Winnipeg Hiroshima Exhibit a Big Success



From March 1 to March 14, Fort Garry Place Mall was the site of an exhibit documenting the bombing of Hiroshima and Nagasaki in 1945. A coalition of peace, community and disarmament organizations hosted the exhibit which is on permanent loan from the Hiroshima Peace Park Museum to the Veterans for Peace in the United States. The two weeks of the exhibit were highly successful. Organizers estimated that about 3,000 people had viewed the exhibit by the time it closed. About half that number were secondary school students.

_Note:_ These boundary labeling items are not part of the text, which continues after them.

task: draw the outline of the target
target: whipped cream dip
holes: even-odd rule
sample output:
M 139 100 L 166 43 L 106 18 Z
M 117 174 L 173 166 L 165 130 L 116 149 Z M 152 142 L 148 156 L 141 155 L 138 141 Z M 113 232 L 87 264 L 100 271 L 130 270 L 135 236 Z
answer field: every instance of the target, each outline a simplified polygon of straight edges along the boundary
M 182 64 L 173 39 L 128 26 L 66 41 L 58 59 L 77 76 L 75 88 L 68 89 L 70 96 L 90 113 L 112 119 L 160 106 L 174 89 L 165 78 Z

The exhibit's more than 240 feet of panels record the results of the bombing of Hiroshima and Nagasaki in both pictures and words. Visitors left their comments in writing. In addition to the exhibit, there was a "peace wall" on which visitors could leave their own artwork and poetry. There was an evening program each night at 7:30 p.m.

While the exhibit documented the events of August 6 and 8, 1945 and their aftermath, its message was not just historical. Its showing in Winnipeg was linked to the work of many groups, organizations and individuals who continue to press for the disarmament of all the world's nuclear powers.

More than 40 years after the dropping of the atomic bomb - and despite the collapse of the Soviet Union and the Warsaw Pact - the desire for peaceful relations between countries and peoples remains elusive. The arms race, war and the possibility of nuclear war remain among the major problems of our time.